In my past perspectives, I’ve written about the evolution from data at rest to data in motion and the fact that you can’t rely on dashboards for real-time analytics. Organizations are becoming more and more event-driven and operating based on streaming data. As well, analytics are becoming more and more intertwined with operations. More than one-fifth of organizations (22%) describe their analytics workloads as real time in our Data and Analytics Benchmark Research and nearly half (47%) of organizations report their IoT workloads require seconds or sub-second latency. If organizations can’t rely on dashboards for real-time analytics, what should they consider?
Let’s start with a consideration of the requirements for real-time analytics. Clearly, latency is one consideration. The analysis must be completed quickly enough to meet the requirements of the specific use case. Some
Another question is how much context is needed to provide an accurate analysis. In some cases, a single event might be sufficient, for instance if you are monitoring temperature and need to know if any single reading is outside normal operating limits. In other cases, you may need a window of events, such as social media monitoring, to see if sentiment has shifted over a period of time. And in still other situations, you may need large amounts of historical context, for example a customer’s past purchase history, so you can make product recommendations as they are browsing your site or speaking with a customer service agent.
The options to handle these requirements fall into two broad categories: data platforms and stream-processing frameworks. My colleague, Matt Aslett, has written about and evaluated operational data platforms.

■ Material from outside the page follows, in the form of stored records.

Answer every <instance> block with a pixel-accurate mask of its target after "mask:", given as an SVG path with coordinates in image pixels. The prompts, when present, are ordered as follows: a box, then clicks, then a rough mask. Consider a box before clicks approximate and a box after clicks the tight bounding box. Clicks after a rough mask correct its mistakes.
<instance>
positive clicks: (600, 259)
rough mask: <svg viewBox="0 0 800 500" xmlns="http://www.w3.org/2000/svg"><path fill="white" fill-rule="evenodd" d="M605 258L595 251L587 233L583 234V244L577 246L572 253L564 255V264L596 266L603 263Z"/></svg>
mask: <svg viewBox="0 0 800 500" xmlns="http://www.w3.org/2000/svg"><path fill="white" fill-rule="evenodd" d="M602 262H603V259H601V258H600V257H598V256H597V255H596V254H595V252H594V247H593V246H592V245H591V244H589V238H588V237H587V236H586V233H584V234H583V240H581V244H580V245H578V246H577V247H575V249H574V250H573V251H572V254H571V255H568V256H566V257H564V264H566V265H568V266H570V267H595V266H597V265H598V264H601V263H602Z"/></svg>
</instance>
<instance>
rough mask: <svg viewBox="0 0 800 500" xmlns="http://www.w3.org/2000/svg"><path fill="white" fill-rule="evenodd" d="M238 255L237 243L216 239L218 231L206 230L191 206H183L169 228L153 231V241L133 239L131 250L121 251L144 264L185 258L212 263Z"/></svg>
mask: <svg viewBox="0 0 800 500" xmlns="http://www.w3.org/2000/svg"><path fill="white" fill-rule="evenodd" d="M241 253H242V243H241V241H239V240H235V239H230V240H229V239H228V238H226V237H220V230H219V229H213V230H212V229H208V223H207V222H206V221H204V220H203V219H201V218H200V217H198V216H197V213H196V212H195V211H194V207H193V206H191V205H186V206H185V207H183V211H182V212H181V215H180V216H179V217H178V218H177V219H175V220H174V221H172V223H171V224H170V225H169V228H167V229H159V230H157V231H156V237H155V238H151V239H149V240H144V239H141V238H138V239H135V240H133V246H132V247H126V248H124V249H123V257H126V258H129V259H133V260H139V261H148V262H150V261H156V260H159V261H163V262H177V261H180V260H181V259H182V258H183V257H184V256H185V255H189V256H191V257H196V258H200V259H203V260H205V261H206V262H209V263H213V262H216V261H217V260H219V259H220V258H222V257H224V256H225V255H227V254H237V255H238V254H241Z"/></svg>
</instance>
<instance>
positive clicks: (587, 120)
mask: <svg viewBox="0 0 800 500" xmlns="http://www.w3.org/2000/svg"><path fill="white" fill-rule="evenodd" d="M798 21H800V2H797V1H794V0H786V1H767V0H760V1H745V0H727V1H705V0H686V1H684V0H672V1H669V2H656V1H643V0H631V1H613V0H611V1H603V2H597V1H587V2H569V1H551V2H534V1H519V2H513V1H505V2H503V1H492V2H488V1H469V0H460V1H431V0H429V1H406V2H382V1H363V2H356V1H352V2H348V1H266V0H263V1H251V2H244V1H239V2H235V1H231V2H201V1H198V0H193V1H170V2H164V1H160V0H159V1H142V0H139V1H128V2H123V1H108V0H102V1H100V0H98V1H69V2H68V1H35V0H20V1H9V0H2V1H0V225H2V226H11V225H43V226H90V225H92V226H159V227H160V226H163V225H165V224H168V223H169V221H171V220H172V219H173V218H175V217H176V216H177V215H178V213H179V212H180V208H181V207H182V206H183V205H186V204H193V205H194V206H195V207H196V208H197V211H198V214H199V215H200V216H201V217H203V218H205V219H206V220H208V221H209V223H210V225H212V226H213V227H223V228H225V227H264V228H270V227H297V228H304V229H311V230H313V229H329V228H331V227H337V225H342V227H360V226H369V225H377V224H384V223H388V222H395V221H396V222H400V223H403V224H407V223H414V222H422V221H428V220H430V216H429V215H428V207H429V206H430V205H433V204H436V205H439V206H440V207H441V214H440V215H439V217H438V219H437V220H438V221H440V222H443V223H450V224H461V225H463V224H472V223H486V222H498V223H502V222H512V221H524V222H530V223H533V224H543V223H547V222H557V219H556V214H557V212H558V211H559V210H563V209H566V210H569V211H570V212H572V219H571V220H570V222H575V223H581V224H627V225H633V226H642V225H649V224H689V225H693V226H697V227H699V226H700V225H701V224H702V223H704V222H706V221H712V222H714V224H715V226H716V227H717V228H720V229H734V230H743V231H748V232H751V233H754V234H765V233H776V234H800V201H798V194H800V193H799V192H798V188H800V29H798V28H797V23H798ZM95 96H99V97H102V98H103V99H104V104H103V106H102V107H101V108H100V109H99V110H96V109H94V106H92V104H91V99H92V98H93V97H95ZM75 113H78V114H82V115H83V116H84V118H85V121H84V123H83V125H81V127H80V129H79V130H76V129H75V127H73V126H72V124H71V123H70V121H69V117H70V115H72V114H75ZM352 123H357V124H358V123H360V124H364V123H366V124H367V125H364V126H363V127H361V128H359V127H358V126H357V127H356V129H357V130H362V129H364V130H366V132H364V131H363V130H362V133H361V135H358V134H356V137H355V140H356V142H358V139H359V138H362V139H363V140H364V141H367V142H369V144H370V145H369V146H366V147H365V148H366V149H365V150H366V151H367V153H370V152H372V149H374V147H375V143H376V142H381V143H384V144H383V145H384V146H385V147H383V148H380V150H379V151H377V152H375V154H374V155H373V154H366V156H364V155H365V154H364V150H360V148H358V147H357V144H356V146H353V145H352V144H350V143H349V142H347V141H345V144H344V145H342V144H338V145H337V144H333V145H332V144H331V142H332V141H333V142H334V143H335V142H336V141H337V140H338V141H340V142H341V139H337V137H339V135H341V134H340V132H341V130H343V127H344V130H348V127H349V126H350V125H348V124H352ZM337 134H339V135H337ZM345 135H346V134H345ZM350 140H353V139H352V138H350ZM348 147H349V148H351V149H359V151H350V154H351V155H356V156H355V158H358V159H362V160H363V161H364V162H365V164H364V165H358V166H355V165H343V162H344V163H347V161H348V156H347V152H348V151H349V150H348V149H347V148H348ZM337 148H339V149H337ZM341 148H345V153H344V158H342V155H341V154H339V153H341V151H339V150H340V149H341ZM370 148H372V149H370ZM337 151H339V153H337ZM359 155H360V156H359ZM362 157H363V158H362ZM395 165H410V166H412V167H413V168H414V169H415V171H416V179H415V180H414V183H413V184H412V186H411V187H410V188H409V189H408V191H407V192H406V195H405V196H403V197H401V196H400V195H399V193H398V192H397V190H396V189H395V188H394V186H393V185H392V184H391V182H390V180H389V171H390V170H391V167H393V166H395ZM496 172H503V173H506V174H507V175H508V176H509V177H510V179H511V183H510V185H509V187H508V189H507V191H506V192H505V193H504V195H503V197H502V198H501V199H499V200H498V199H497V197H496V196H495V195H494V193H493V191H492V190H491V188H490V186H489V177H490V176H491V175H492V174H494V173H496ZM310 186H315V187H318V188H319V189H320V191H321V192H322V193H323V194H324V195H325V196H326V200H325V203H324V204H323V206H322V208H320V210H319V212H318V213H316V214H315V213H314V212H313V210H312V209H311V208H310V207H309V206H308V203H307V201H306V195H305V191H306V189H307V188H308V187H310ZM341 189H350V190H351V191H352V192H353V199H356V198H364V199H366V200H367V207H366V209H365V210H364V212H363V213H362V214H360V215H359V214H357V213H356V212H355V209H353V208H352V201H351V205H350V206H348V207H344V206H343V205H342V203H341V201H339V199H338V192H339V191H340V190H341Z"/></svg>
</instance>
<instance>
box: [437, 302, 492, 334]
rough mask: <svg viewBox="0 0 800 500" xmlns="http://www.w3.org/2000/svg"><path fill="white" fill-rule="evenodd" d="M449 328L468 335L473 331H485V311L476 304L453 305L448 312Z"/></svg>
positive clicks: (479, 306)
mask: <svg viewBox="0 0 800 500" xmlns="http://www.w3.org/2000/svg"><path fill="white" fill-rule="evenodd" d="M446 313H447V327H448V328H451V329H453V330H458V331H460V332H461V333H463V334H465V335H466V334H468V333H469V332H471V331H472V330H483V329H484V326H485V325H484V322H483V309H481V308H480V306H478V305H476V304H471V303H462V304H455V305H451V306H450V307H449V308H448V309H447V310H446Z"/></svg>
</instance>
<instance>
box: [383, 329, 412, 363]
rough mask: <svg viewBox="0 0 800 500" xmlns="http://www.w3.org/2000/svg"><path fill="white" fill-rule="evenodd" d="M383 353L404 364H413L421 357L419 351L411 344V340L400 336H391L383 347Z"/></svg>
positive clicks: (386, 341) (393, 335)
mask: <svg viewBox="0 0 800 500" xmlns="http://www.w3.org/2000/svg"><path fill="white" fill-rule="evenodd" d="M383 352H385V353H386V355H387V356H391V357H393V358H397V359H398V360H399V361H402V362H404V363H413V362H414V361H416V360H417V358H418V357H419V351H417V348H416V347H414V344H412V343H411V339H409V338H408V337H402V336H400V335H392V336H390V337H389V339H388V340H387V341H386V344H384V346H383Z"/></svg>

Data platform vendors, both relational and non-relational (NoSQL), have been reducing the latency and increasing the throughput of their systems. In many use cases, these capabilities may be sufficient. In other cases, organizations may need to consider a stream-processing framework, or they may have already adopted a streaming data platform and wish to enrich the data as it streams through their organization.
There are a variety of Apache open-source projects associated with processing streaming data including Beam, Calcite, Flink, Kafka, Spark, Storm and others. Among these, Kafka and Spark have been widely adopted. Kafka has emerged as a de facto standard for streaming data, with many vendors supporting it in their data platforms or offering it as a managed service. However, while Kafka provides a robust data streaming platform, it is limited in the types of transformations and analyses it supports. Perhaps as a result of these limitations, Apache Flink is on a growth trajectory that matches Kafka’s earlier growth trajectory. Flink provides stateful computations over data streams, including an SQL processing layer.
Apache Spark has also emerged as a de facto standard for processing large amounts of data and is the backbone of many data lake implementations. Within Spark are projects to support SQL as well as a project for Structured Streaming which applies SQL to streaming data. For those that require more sophisticated analyses, Spark also includes a machine learning (ML) library.
Basically, organizations have three categories to choose from for real-time analytics over streaming data. First, they can rely on their data platform provider. Most are offering some support for stream processing and, depending on the use case and the relationship with the vendor, that may be sufficient. For those organizations that have made big commitments to a data lake architecture, Spark is likely to be a good alternative, again depending on the use case. However, for those organizations that are heavily invested in Kafka or one of its variants, Flink may be the best option, enabling the analyses to be associated with the streams independent of where they land and what data platforms are used.
Some operations don’t require real time. Some require near real time and still others will require nearly instantaneous responses. Explore your options so you can be prepared to meet your organization’s needs.